Decade of the Animals: Eco-Horror and the Cinematic Lessons of the 1970s

By Sean Posey

When Michael Myers donned the Captain Kirk mask in the 1978 classic Halloween (yes, that's a mask of William Shatner) he helped change horror movies forever. For most of the next decade and beyond, the horror subgenre of the slasher film dominated drive-ins, multiplexes and video store shelves.

But before Halloween surged at the box office, another now almost forgotten horror genre made waves by combining the environmental anxieties of the era with giant, murderous rabbits, vengeful dogs and bloodthirsty frogs, among other angry critters. The "Nature Strikes Back!" films of the 1970s ran the gamut from schlock masterpieces and haunting classics to the downright unwatchable. However, these films are also part of a time capsule - giving us a glimpse into an era when a building environmental crisis seemed to provoke real soul searching. What were we doing to animals and the natural world? What might they in turn do to us?

In the opening of her seminal 1962 book "Silent Spring," Rachel Carson describes an idealized American town where nature and man are still in balance, at least for a time. Foxes and deer frolic amidst orchards and fields of grain, and a general bucolic feeling pervades. But soon "a strange blight crept over the area and everything began to change. Some evil spell had settled on the community," Carson writes. In particular, the birds disappeared. "It was a spring without voices."

She was writing about the chemical industry and the destructive effects of pesticides on animals and the environment. "Silent Spring" played a key role in ushering in the environmental movement, which gained strength as the 1960s progressed. But in the film world, in an unplanned coincidence, Alfred Hitchcock answered Carlson's question: "The birds... where had they gone?"

The Birds hit theaters less than a year after "Silent Spring" debuted, and it quickly captured the nation's imagination. The site of something so benign as the common avian viciously turning on man terrified audiences and helped redefine horror. But it wouldn't be until the 1970s that the "eco-horror" film fully blossomed.

The 1972 cult classic Frogs, which ushered in the era's eco-horror films, replaces Hitchcock's birds with an unlikely assortment of reptiles and amphibians - all bent on extracting revenge on a polluting Florida patriarch and his unlikeable family. In the film, Jason Crockett (Ray Milland) is a cranky millionaire intent on wiping out the frog population in and around his private island so that he and his clan can properly celebrate the Fourth of July.

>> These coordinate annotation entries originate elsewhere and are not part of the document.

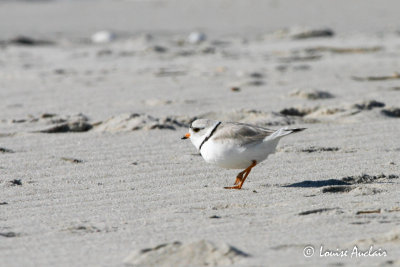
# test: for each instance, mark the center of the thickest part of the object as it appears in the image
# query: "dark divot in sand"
(169, 73)
(367, 179)
(368, 105)
(299, 58)
(9, 234)
(368, 211)
(330, 182)
(316, 211)
(312, 149)
(377, 78)
(358, 223)
(16, 182)
(294, 112)
(28, 41)
(314, 34)
(345, 50)
(312, 94)
(337, 189)
(47, 115)
(199, 253)
(69, 127)
(391, 112)
(84, 229)
(72, 160)
(6, 150)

A wildlife photographer named Pickett Smith (Sam Elliott), who is working on a story in the area and encounters the rampant pollution, tries to dissuade him from launching his own private war on the local frog population, to no avail. "I still believe man is master of the world," Crockett tells him.

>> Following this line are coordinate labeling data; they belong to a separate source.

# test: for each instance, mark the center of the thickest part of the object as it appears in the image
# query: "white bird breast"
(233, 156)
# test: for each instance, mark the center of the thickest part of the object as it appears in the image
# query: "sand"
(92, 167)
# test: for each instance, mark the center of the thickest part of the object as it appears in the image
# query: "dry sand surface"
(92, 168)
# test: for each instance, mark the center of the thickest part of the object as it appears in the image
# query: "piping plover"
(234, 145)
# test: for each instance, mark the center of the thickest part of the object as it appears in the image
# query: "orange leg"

But the amphibians and reptiles are one step ahead of the game. Guided by the omnipresent frogs, which never seem to directly attack anyone themselves, a bevy of snakes, lizards and even an alligator snapping turtle wreak death and destruction on the dullard cast members. Smith leads a small contingent off the island, where it appears that a mass animal uprising is under way. Crockett refuses to leave and is trapped in his mansion as hordes of frogs - in all of their croaking wrath - descend on him.

Frogs was released the same year DDT - which was applied over Florida for years in a quest to eliminate fresh and saltwater mosquitoes - was banned. The first Earth Day had been held two years previous. "Environmentalism, much like the anti-war subculture, started to influence not only activists and the newfound socially aware, but also the style and consciousness of the new eco-horror films," writes Lee Gambin.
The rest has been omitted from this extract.